Promising combination designs
This table illustrates promising combinational designs that have been proposed for selected therapeutic classes and how often these designs are presented in our database. The design pattern column shows a key pattern for a combination, which can also contain additional agents. The number of detected arms shows the number of occurrences for each design pattern among clinical trials. Note, our analysis did not take into account administration schedules and doses. The number for unique designs is written in parentheses. The number of clinical trials column shows the number of clinical trials (by NCTID) for each combination design. The phase structure column and the rational column show the phase counts for each combination design and biologic rationale to use this design respectively.

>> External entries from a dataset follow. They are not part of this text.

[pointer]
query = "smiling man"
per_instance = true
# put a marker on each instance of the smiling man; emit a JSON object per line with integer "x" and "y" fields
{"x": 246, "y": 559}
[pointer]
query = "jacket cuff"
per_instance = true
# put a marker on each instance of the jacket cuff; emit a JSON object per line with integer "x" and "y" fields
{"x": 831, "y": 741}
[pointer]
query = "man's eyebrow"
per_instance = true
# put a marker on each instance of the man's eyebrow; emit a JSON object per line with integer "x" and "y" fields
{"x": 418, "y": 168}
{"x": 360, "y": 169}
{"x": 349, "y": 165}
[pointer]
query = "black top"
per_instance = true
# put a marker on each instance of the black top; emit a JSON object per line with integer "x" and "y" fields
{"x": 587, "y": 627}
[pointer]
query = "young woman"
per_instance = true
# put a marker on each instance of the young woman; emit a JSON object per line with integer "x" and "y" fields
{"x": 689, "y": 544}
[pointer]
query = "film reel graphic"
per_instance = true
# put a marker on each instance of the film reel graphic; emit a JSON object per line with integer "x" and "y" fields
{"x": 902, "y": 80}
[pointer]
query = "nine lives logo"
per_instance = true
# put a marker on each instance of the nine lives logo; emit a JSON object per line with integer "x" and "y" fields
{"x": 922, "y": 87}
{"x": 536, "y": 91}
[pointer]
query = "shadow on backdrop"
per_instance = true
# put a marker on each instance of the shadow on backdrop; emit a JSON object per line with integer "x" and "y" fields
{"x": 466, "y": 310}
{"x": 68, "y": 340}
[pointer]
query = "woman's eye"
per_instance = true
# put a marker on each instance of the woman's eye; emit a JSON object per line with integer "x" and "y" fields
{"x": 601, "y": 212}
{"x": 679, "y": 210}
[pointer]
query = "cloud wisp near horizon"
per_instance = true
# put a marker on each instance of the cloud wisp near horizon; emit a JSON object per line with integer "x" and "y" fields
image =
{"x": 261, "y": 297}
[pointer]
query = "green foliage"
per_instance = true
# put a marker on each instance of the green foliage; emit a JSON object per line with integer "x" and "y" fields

Data are to February 2020.
Design Pattern | Number of Detected Arms | Number of Clinical Trials | Phase Structure | Possible Rationale | Reference for Rationale |
---|---|---|---|---|---|
Alkylating agents + TTF | 12 (7 unique) | 12 | I – 9 trials II – 3 trials | • Lack of overlapping resistance mechanisms • Inhibition of DSB-repair mechanism to increase toxicity | (Branter et al., 2018) |
Angiogenesis inhibitors + TTF | 6 (3 unique) | 6 | I – 1 trial II – 5 trials | • Reduced toxicity of angiogenesis inhibitors | (Branter et al., 2018) |
Spindle poisons + TTF | Untested | Untested | NA | • Synergetic disruption of spindle functioning | (Branter et al., 2018) |
Immune therapy + TTF | 4 (4 unique) | 4 | I – 1 trial II – 3 trials | • No hindrance on immune response • Improving infiltration of immune effector cells | (Branter et al., 2018) |
Immune checkpoint inhibitors + DC vaccination | 4 (4 unique) | 4 | I – 2 trials II – 2 trials | • Increased immune response toward neoantigens | (Garg et al., 2017; Sabado et al., 2017) |
Immune checkpoint inhibitors + antibody-drug conjugates | Untested | Untested | NA | • Antibody-drug conjugates (their warheads) can induce immunogenic cell death that could be augmented with checkpoint inhibitors • Combination demonstrates promising results in several tumor types | (Beck et al., 2017) |
Immune checkpoint inhibitors + vaccine (any) | 19 (19 unique) | 19 | I – 11 trials II – 6 trials | • Improved response rates | (Barbari et al., 2020) |
Immune checkpoint inhibitors + radiation therapy | 36 (26 unique) | 31 | I – 19 trials II – 10 trials III – 2 trials | • Improved response rates • May overcome resistance • Antigen release • Favorable immune-activating environment | (Barbari et al., 2020) |
Immune checkpoint inhibitors + chemotherapy | 27 (21 unique) | 21 | I – 12 trials II – 9 trials III – 1 trials | • Improved response rates • Antigen release • Favorable immune-activating environment | (Barbari et al., 2020) |
Immune checkpoint inhibitors + modified effector cells | 4 (4 unique) | 3 | I – 2 trials II – 1 trial | • Increased persistence of CAR T cells • Increased antitumor activity | (Barbari et al., 2020; Grosser et al., 2019; Jackson et al., 2016) |
CAR T cells + oncolytic viruses | Untested | Untested | NA | • Increased persistence of CAR T cells • Favorable proinflammatory environment for both CARs and oncolytic viruses | (Ajina and Maher, 2019; Guedan and Alemany, 2018; Tang et al., 2020; Twumasi-Boateng et al., 2018) |
Kinase inhibitor + kinase inhibitor | 24 (17 unique) | 22 | I – 13 trials II – 7 trials IV – 2 trials | • Tackling with tumor heterogeneity • Targeting pathway network to overcome drug resistance | (Yap et al., 2013) |
Angiogenesis inhibitors + immune therapy | 28 (26 unique; almost all antiangiogenic agents are represented by bevacizumab) | 26 | I – 12 trials II – 14 trials | • Reduced hypoxia should be favorable for immune response | (Ramjiawan et al., 2017) |
DSB, DNA double-strand breaks; NA, not available.